NHL needs to reveal action in Goalgate

     The NHL said it will handle Goalgate internally, implying it will not announce how it disciplines a Pittsburgh TV station for its deplorable conduct last Thursday in a game between the Flyers and host Penguins.

     That would be a disservice to everyone who follows the NHL. The league needs to hand out a stiff penalty, do it swiftly _ and end all suspicion that something fishy is happening with its flawed replay system.

     Simply put, if the NHL doesn't have the trust of its fans, it is going to lose followers by the thousands.

     Some background: The Flyers' Simon Gagne appeared top score a shorthande goal in Pittsburgh last Thursday.
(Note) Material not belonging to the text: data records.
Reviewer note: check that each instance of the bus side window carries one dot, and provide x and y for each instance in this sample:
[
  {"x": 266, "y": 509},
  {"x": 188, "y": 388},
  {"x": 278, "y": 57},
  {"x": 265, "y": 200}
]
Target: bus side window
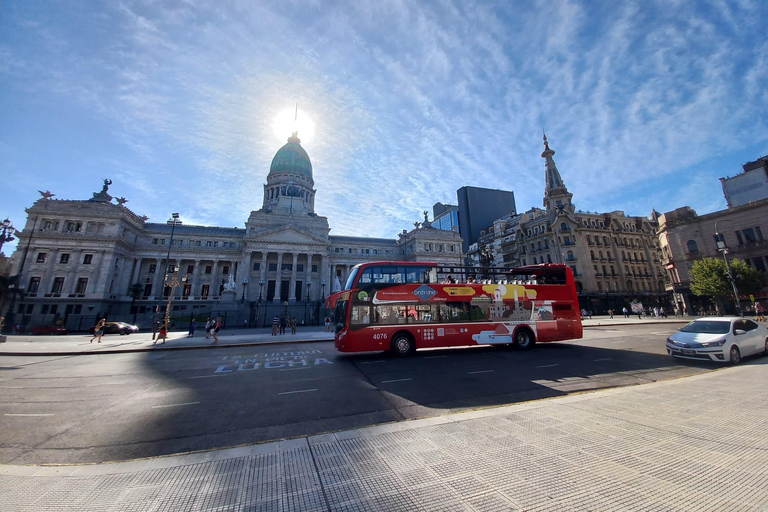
[{"x": 361, "y": 315}]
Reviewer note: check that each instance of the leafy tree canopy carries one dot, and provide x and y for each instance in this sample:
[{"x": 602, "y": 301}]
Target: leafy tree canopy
[{"x": 709, "y": 276}]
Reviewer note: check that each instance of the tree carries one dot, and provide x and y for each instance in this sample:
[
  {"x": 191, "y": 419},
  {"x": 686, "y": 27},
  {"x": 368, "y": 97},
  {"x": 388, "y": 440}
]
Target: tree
[
  {"x": 709, "y": 276},
  {"x": 135, "y": 292}
]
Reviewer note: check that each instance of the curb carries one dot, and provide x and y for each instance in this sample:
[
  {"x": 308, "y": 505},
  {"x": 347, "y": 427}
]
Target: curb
[{"x": 155, "y": 348}]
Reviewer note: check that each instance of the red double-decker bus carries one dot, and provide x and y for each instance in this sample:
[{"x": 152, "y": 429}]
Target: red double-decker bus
[{"x": 403, "y": 306}]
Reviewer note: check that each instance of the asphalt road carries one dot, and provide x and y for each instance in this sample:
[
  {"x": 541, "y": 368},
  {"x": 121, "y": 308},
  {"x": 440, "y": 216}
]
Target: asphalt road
[{"x": 79, "y": 409}]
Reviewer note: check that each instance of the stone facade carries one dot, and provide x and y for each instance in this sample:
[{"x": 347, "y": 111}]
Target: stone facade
[
  {"x": 78, "y": 259},
  {"x": 686, "y": 237},
  {"x": 615, "y": 258}
]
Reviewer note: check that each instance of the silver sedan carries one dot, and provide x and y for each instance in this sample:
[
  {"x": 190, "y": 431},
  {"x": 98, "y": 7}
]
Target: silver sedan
[{"x": 721, "y": 339}]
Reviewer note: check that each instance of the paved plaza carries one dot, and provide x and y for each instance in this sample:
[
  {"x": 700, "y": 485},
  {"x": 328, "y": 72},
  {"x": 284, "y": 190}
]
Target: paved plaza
[{"x": 695, "y": 443}]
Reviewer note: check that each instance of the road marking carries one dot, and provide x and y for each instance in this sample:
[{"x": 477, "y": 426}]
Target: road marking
[
  {"x": 174, "y": 405},
  {"x": 299, "y": 391},
  {"x": 51, "y": 414}
]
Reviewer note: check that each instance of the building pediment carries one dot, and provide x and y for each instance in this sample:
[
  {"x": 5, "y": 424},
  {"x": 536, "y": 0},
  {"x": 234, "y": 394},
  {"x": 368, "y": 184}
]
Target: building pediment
[{"x": 288, "y": 235}]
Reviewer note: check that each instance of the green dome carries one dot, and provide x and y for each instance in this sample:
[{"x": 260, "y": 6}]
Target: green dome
[{"x": 292, "y": 158}]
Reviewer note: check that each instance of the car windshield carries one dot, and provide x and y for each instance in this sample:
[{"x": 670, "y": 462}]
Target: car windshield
[{"x": 708, "y": 327}]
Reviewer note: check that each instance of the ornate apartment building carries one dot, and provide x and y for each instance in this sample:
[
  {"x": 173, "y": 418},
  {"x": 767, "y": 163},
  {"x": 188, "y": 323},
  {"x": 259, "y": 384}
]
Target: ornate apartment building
[
  {"x": 78, "y": 259},
  {"x": 615, "y": 258}
]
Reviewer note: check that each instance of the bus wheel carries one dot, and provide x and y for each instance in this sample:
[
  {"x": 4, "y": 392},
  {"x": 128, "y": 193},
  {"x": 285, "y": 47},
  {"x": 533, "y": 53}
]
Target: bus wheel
[
  {"x": 403, "y": 345},
  {"x": 524, "y": 339}
]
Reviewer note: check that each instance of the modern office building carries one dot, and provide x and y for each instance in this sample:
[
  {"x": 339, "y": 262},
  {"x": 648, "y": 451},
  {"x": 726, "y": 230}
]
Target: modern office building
[
  {"x": 445, "y": 217},
  {"x": 615, "y": 258},
  {"x": 748, "y": 186},
  {"x": 478, "y": 208},
  {"x": 79, "y": 259}
]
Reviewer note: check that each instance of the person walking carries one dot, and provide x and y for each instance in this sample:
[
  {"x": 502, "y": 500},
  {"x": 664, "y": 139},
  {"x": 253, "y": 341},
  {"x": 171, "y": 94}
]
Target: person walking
[
  {"x": 98, "y": 331},
  {"x": 162, "y": 334},
  {"x": 216, "y": 327},
  {"x": 155, "y": 327}
]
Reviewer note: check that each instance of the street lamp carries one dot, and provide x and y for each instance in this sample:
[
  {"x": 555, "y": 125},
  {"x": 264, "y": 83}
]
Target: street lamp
[
  {"x": 6, "y": 235},
  {"x": 172, "y": 221},
  {"x": 723, "y": 248},
  {"x": 173, "y": 284}
]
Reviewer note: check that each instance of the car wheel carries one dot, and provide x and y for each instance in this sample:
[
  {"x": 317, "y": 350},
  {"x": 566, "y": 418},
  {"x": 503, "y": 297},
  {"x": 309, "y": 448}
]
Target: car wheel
[
  {"x": 735, "y": 355},
  {"x": 524, "y": 339},
  {"x": 403, "y": 345}
]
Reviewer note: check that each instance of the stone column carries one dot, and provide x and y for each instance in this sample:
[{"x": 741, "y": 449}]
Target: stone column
[
  {"x": 263, "y": 267},
  {"x": 324, "y": 276},
  {"x": 246, "y": 274},
  {"x": 292, "y": 287},
  {"x": 278, "y": 278},
  {"x": 72, "y": 274},
  {"x": 215, "y": 281},
  {"x": 196, "y": 280}
]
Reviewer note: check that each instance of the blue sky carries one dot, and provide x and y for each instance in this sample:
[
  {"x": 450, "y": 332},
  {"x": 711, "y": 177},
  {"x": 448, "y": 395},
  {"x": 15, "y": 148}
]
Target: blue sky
[{"x": 645, "y": 103}]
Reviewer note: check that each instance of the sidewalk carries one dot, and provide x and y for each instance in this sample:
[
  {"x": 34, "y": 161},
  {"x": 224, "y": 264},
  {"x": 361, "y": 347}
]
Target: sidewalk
[
  {"x": 79, "y": 344},
  {"x": 697, "y": 443}
]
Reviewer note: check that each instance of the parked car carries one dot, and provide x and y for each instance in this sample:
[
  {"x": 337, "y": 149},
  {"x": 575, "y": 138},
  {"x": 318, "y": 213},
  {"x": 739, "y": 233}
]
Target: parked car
[
  {"x": 721, "y": 339},
  {"x": 47, "y": 329},
  {"x": 117, "y": 328}
]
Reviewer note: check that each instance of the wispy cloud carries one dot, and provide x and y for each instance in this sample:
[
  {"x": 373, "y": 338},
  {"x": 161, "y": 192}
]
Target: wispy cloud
[{"x": 411, "y": 100}]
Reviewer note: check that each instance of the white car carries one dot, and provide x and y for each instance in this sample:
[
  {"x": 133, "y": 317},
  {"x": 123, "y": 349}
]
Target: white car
[{"x": 721, "y": 339}]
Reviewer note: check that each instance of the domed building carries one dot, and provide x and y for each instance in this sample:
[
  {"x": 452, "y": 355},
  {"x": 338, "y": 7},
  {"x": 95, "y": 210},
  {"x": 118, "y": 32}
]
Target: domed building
[{"x": 83, "y": 259}]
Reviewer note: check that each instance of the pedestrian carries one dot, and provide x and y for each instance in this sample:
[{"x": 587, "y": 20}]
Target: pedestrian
[
  {"x": 162, "y": 334},
  {"x": 98, "y": 331},
  {"x": 155, "y": 327},
  {"x": 216, "y": 327}
]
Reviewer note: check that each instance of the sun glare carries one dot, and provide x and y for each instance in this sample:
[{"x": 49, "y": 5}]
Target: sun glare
[{"x": 292, "y": 120}]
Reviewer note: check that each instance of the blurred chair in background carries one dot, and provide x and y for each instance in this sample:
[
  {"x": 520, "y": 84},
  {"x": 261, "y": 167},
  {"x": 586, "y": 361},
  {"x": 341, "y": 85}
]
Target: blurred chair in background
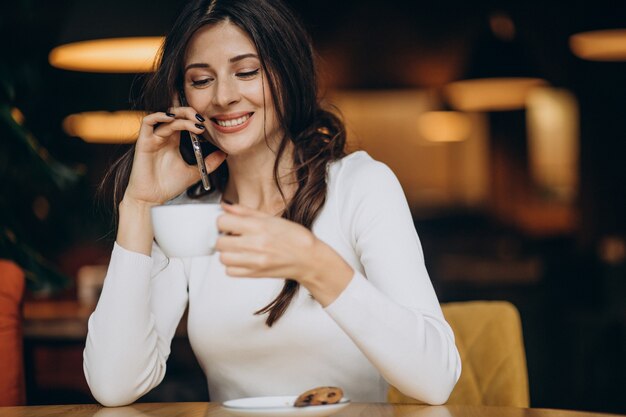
[
  {"x": 489, "y": 339},
  {"x": 12, "y": 385}
]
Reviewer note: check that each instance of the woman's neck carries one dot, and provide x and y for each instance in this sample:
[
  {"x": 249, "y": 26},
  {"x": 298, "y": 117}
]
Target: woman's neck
[{"x": 251, "y": 180}]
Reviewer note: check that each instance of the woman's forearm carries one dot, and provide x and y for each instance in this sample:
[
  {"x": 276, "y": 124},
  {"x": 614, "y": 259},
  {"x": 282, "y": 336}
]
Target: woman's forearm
[{"x": 134, "y": 231}]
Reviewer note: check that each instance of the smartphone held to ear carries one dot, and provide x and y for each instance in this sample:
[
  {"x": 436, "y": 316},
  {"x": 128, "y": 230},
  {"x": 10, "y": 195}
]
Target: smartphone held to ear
[
  {"x": 186, "y": 148},
  {"x": 192, "y": 149}
]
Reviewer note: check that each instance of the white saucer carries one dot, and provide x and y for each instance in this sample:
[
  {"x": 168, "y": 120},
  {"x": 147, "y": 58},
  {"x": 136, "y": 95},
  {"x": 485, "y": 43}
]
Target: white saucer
[{"x": 279, "y": 407}]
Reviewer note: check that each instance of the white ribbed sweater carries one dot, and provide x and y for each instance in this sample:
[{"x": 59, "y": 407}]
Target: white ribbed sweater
[{"x": 385, "y": 328}]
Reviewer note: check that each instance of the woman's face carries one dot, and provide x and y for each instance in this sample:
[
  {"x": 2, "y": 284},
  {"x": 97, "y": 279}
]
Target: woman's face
[{"x": 224, "y": 82}]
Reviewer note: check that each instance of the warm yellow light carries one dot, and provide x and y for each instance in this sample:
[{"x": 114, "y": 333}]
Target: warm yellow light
[
  {"x": 118, "y": 55},
  {"x": 17, "y": 115},
  {"x": 104, "y": 127},
  {"x": 553, "y": 124},
  {"x": 600, "y": 45},
  {"x": 444, "y": 126},
  {"x": 491, "y": 94}
]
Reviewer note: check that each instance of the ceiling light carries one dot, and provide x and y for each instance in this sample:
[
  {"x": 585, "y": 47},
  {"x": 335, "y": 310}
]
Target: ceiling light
[
  {"x": 104, "y": 127},
  {"x": 600, "y": 45},
  {"x": 114, "y": 55},
  {"x": 444, "y": 126},
  {"x": 491, "y": 94}
]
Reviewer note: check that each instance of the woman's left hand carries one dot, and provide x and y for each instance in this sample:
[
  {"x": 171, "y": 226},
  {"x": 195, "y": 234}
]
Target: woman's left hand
[{"x": 256, "y": 244}]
But after FSN Pittsburgh sent replays to the NHL's replay gurus in Toronto, it was ruled that the evidence was inconclusive and that the goal did not count.

     A few minutes later, however, FSN showed a replay to its TV audience that showed the puck over the goal line. This replay was not sent to Toronto until after the "no goal" ruling.

    On Tuesday, FSN indefinitely suspended a member of its telecast staff, Lowell MacDonald Jr., for the withheld replay, the Pittsburgh Post-Gazette reported.  He is the son of former Penguins player Lowell MacDonald.

     In a statement, FSN _  the local broadcasts rightsholder for the Penguins _ said, "There is nothing more important than the integrity of the game. During last Thursday's game against the Philadelphia Flyers, a definitive replay of a Flyers goal was not aired prior to the conclusion of the official review and, as a result, a Flyers goal was not awarded. Fortunately, this did not change the outcome of the game. Nonetheless, FSN Pittsburgh's failure to provide video to the league officials in a timely fashion was wholly unacceptable. FSN Pittsburgh has addressed this matter and has taken steps to ensure that such a failure does not occur again."

      The Flyers won the game, 7-4.

      The Penguins also issued a statement: "We fully support FSN Pittsburgh in its reaction to this issue. The integrity of the game is paramount."

    That's why this suspension is just window dressing. The NHL needs to send a message to TV rightsholders all around the league: Mess with the system, and you will be heavily fined and your team will also suffer consequences _ perhaps the loss of a draft pick?

     This is serious stuff, even if the NHL is apparently trying to cover it up. How else do you explain why, as of 11:45 Tuesday night, the league had never mentioned the controversial developments in any of its stories on nhl.com?